(Bloomberg) -- One of Sweden’s largest landlords plans to buy back some of its junior notes to further reduce debt, a sign that the bond market is still too expensive for some issuers struggling with soaring rates.
Fastighets AB Balder aims to buy back as much as €44.4 million ($47.2 million), it said in a statement on Monday. The money used to repay the so-called hybrid bonds will come from bank financing, Chief Financial Officer Ewa Wassberg, said in a interview, outlining more details.
“We’re continuously taking up bank financing and replacing bonds by repaying them before maturity” she said by phone. The firm “has been clear that we will continue to shift from bonds to bank.”

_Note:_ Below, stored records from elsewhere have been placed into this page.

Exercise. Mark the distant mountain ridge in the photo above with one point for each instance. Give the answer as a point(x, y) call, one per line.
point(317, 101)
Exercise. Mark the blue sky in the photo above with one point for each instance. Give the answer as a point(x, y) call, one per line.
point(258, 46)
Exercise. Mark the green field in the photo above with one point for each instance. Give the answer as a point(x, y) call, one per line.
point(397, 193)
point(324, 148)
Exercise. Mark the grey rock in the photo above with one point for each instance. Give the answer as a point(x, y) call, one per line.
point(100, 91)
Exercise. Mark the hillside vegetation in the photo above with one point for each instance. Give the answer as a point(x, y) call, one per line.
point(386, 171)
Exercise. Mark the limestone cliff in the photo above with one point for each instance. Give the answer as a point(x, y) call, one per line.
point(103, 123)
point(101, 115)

The property firm, which like many of its sector colleagues has been racing to shore up finances amid a interest rate-driven funding squeeze, cut bond financing by about 10 billion kronor ($900 million) in the second quarter through buy-backs. Chief Executive Officer Erik Selin said in July that his firm has adapted to not needing any bond funding for “many years.”

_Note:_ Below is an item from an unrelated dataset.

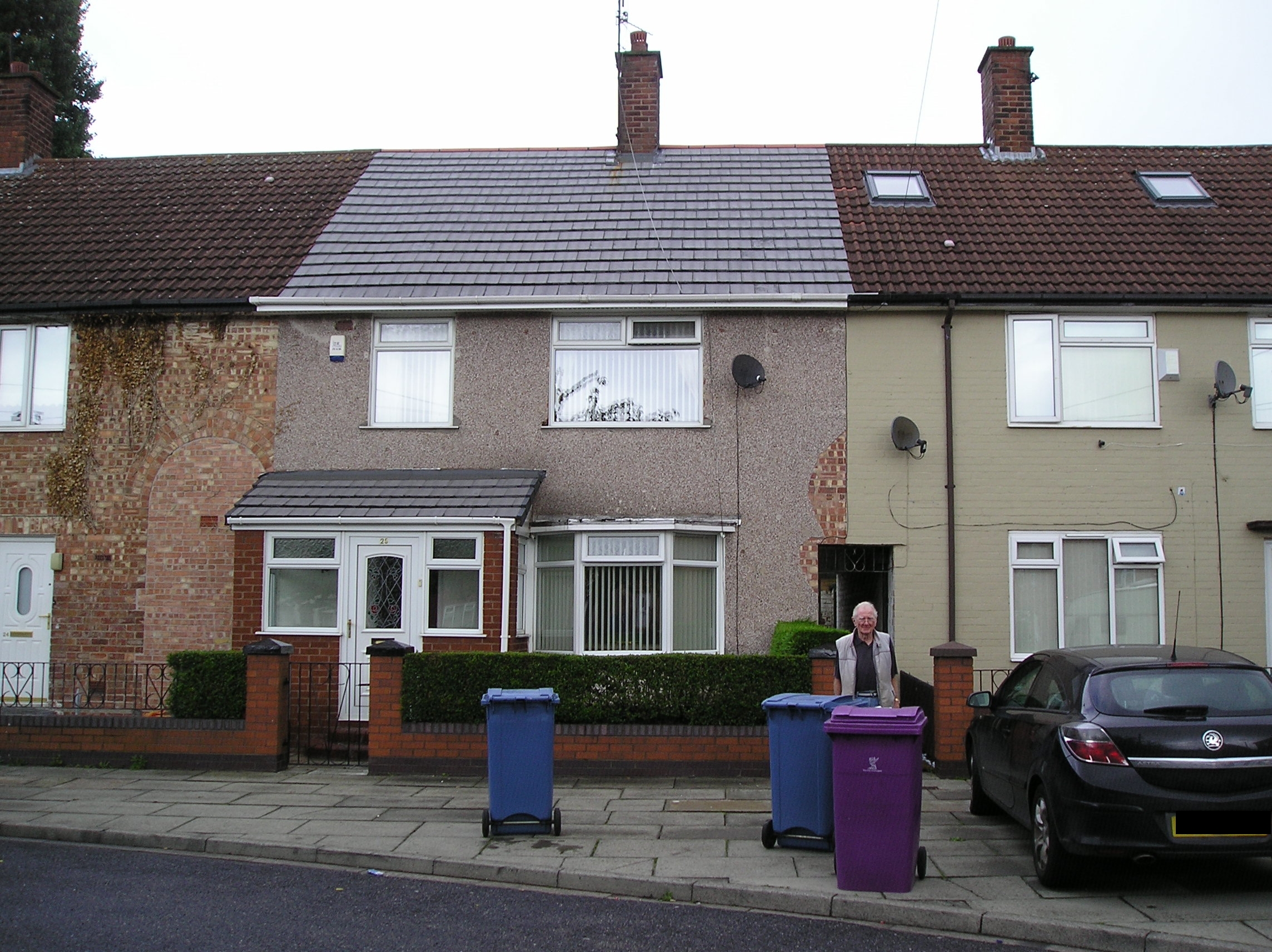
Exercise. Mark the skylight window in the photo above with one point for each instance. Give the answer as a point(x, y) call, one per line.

Some property firms has wowed to sell assets to shore up their finances. But while Balder is open to that possibility, it hasn’t made any larger disposals yet, Wassberg said. “Our plan is to fund ourselves via banks, if we’re selling any properties it’s just a bonus,” she said.
Balder was downgraded to junk status by Moody’s Investor Service in February, which later choose to withdraw its unsolicited rating due to too little information about the firm. It has a BBB rating with negative outlook from S&P Global Ratings.
“It’s obviously important to have diversified sources of financing, but I can’t say now what we aim to do in the future,” Wassberg replied when asked if the firm would consider to issue new hybrid debt.